In the aftermath, Moss said he called Fries to expedite the process of getting a more accurate breath test.
Fries said he showed no favoritism toward Moss and did not order his officers to let Moss go, but instead left the handling of the traffic stop in their hands.
Fries did not return messages for comment Friday.
The man who filed the complaint against Fries and Moss, Philip Pease, railed against the commission’s decision in an email message Friday.
“All county employees and those elected officials not already fully aware of this huge loop-hole should at this point be finding a suitable noncompulsory association with a meaningless Ethics code to join given that this membership would effectively grant a free pass to ignore the Allen County Ethics code with all those ‘consequences,’ ” Pease wrote in an email.
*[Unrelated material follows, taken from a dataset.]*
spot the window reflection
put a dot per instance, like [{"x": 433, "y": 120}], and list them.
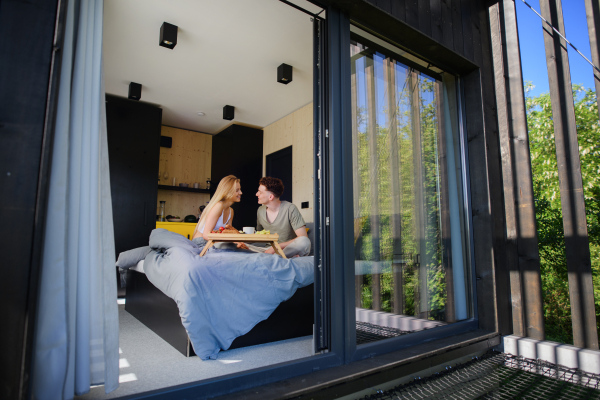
[{"x": 410, "y": 253}]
Pease also wrote that he has reached out to the Indiana Sheriff’s Association with several questions, among them how to report a possible ethics violation, which is not indicated on the sheriff’s association’s website.
While relatively short, the code of ethics on the sheriff’s association’s website does cover a variety of topics, and also mandates that sheriffs do not let “personal opinions, party affiliations, or consideration of the status of others to alter” how they enforce the law.
Despite the sheriff’s dismissal from the complaint, the commission is still looking into whether Moss violated the county’s ethics ordinance by calling Fries.
After the ethics commission met, Hardin said Moss has also tried to argue that he should be exempt from the county’s ethics ordinance since Indiana does have ethical guidelines for elected officials.
But Hardin noted that those are sprinkled throughout state law.
“That isn’t a specific code of ethics,” he said.
Members of the ethics commission – which along with Hardin include former judge Tom Ryan and local business owner Wendy Stein – have sent written questions to the police officers involved.
Answers to those questions are due to the commission by Oct. 9, Hardin said.
The commission will meet again Oct. 29.